We all go to extreme lengths to be appreciated. There is no industry where this is truer than fashion — particularly because fashion is an eclectic mix of beautiful people and eccentric styles purposefully curated with a purpose and message by the art director and photographer. But do we ever consider some topics to be too taboo even for the world of art?
In their recent fashion article "Last Words," the VICE Guide took time to create what are certainly strikingly gorgeous but slightly disturbing images of famous female women in history who had committed a rather creative and shocking suicide. These include the notorious deaths of short story writer and novelist Sylvia Plath, who stuck her head in a gas oven and died of carbon monoxide poisoning, and Virginia Woolf, English writer and one of the foremost modernists of the 20th century, who filled her coat pocket with stones and walked into the nearby Ouse river and drowned herself.

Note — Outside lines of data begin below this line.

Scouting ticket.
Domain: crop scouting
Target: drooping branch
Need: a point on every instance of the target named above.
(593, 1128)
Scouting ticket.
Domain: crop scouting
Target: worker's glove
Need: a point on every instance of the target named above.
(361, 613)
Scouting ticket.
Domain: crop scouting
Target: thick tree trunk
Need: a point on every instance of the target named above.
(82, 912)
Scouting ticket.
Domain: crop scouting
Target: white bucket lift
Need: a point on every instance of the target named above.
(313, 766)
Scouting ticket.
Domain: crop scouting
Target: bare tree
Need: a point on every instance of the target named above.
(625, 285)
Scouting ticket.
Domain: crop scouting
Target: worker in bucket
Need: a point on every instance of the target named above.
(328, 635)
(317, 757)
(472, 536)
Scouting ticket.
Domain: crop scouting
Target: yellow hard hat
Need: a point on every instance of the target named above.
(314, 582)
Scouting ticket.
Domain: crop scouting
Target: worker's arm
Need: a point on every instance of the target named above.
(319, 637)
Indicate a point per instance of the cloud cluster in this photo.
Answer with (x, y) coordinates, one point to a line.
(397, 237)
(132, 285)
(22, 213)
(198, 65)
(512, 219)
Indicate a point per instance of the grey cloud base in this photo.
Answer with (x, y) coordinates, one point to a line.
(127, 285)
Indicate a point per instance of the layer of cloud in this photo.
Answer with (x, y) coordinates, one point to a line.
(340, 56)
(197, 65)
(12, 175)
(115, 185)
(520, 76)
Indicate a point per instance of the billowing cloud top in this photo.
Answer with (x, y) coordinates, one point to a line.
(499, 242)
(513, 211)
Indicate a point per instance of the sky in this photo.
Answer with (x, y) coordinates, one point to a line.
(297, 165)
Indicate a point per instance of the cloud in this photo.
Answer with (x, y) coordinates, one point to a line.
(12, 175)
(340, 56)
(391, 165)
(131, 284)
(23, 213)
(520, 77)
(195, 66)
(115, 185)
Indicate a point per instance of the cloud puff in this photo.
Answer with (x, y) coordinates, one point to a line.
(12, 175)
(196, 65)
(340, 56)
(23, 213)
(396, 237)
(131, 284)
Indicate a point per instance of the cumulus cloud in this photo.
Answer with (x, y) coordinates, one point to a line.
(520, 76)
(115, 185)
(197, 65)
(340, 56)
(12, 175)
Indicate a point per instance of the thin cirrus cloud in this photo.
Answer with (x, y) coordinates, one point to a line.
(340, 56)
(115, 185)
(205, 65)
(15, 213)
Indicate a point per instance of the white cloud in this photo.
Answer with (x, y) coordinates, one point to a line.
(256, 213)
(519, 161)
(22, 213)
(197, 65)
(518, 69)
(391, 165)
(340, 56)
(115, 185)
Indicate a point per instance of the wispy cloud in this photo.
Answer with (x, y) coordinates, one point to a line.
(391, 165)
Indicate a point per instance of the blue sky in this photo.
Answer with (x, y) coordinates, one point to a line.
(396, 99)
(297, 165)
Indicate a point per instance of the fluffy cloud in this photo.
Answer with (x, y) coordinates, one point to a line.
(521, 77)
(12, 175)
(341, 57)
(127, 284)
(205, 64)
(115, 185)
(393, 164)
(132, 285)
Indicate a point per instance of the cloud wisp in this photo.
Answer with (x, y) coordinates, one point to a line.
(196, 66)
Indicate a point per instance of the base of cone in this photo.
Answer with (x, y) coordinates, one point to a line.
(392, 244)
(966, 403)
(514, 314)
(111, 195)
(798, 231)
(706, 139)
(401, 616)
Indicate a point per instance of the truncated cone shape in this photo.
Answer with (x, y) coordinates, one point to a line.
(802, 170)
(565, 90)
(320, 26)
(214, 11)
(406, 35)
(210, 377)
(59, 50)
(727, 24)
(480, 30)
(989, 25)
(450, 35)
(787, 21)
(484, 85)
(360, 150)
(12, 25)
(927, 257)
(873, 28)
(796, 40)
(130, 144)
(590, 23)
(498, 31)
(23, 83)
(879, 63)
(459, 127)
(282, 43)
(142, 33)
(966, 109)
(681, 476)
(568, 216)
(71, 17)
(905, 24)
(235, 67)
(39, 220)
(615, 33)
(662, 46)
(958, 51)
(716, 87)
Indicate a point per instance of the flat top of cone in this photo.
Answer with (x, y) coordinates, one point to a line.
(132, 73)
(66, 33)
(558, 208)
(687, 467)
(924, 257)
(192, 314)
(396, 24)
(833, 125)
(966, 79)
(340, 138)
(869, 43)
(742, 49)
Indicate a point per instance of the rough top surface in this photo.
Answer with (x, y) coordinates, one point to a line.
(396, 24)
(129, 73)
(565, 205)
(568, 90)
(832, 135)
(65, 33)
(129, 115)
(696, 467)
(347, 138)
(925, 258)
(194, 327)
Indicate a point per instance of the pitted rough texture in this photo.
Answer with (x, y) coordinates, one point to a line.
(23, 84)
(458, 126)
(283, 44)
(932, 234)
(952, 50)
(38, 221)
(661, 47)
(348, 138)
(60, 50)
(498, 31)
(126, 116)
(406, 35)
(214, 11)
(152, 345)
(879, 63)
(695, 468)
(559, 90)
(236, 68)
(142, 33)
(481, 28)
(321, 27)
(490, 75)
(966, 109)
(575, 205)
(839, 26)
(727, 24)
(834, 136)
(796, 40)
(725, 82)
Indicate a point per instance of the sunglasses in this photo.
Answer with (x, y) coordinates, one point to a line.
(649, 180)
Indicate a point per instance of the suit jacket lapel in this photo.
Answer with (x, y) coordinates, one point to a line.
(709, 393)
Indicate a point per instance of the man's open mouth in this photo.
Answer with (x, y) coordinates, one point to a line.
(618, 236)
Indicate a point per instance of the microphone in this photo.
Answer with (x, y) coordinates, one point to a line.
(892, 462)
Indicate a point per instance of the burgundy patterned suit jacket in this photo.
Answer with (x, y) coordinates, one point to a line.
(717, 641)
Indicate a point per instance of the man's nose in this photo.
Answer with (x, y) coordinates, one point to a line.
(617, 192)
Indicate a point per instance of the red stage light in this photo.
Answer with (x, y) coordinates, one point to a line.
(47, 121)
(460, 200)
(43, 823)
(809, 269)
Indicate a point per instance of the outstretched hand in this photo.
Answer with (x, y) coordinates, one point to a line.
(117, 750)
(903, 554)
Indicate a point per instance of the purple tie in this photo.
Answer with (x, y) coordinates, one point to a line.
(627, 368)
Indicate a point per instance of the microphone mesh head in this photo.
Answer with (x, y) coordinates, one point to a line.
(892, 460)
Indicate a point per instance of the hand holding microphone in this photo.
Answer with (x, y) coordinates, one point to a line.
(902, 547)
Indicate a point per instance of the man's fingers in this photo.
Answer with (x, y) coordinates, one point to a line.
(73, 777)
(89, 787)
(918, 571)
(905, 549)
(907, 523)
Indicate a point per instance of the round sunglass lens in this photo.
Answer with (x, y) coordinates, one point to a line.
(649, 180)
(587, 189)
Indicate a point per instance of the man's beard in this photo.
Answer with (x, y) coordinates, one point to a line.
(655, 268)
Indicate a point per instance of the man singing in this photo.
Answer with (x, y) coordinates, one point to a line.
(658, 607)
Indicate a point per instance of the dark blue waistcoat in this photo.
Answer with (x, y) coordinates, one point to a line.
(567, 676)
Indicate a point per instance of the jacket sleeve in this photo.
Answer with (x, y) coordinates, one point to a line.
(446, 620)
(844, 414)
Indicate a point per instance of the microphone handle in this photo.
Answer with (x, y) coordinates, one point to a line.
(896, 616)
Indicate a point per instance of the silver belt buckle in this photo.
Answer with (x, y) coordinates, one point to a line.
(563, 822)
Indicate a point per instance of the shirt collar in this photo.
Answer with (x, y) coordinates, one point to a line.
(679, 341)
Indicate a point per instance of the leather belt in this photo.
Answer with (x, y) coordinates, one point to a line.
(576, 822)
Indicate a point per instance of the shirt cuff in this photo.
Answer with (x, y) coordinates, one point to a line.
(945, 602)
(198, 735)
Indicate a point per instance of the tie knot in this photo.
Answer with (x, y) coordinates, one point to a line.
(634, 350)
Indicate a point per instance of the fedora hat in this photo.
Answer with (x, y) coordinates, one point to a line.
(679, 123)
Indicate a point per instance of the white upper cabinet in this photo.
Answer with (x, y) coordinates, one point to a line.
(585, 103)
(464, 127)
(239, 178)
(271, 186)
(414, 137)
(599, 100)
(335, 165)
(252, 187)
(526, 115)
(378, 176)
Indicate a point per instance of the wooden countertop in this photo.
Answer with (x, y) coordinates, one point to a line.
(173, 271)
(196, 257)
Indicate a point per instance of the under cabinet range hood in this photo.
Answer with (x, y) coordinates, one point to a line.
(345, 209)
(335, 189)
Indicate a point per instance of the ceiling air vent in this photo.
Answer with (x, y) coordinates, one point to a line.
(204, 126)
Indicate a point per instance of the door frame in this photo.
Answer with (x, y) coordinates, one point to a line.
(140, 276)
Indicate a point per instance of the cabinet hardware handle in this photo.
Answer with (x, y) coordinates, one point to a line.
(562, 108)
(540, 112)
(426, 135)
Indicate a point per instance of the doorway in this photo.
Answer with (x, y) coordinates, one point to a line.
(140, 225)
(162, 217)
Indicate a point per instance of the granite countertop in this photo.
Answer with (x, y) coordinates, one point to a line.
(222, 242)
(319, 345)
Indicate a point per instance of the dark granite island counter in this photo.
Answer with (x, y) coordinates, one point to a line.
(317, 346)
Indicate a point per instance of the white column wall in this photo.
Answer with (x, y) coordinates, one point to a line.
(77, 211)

Fashion as an industry and fashion as an art normally have quite a bit of expressive freedom. However, there are a few lines which fashion can never cross, even with its own market. One of those mistakes is walking the fine line between shock and offense where it can easily drop the ball and promote something that is dangerous or violent. A particular favorite of the VICE Fashion shoot Last Words was that of American historian and journalist Iris Chang, pictured there in a car with a revolver to her face, mimicking her 2004 suicide by gunshot to the head. Graphic imagery often can be some of the worst fashion violations, and while no one is debating that free speech is a crucial civil right, it may not always look fashionable. However, the VICE Guide manages to walk the line of outrageous style brilliantly by avoiding any gruesome images post-mortem.
The question posed here is whether or not associating the deaths of these women with fashion, style, and ultimately sales may be disrespectful to their impact as historical figures. On the contrary, this writer firmly believes that presenting these figures in such visceral moments of their lives through carefully designed clothing, location, and action reminds us that their deaths were just as surprising and detrimental to the rest of the world as their work was inspiring and unforgettable. For the sake of challenging the boundaries of fashion, the taboo on culturally relevant deaths may have just been shattered in the VICE Guide to Fashion's Last Words issue.
Update: The Last Words issue was recently removed or is currently being updated on the website for unknown reasons.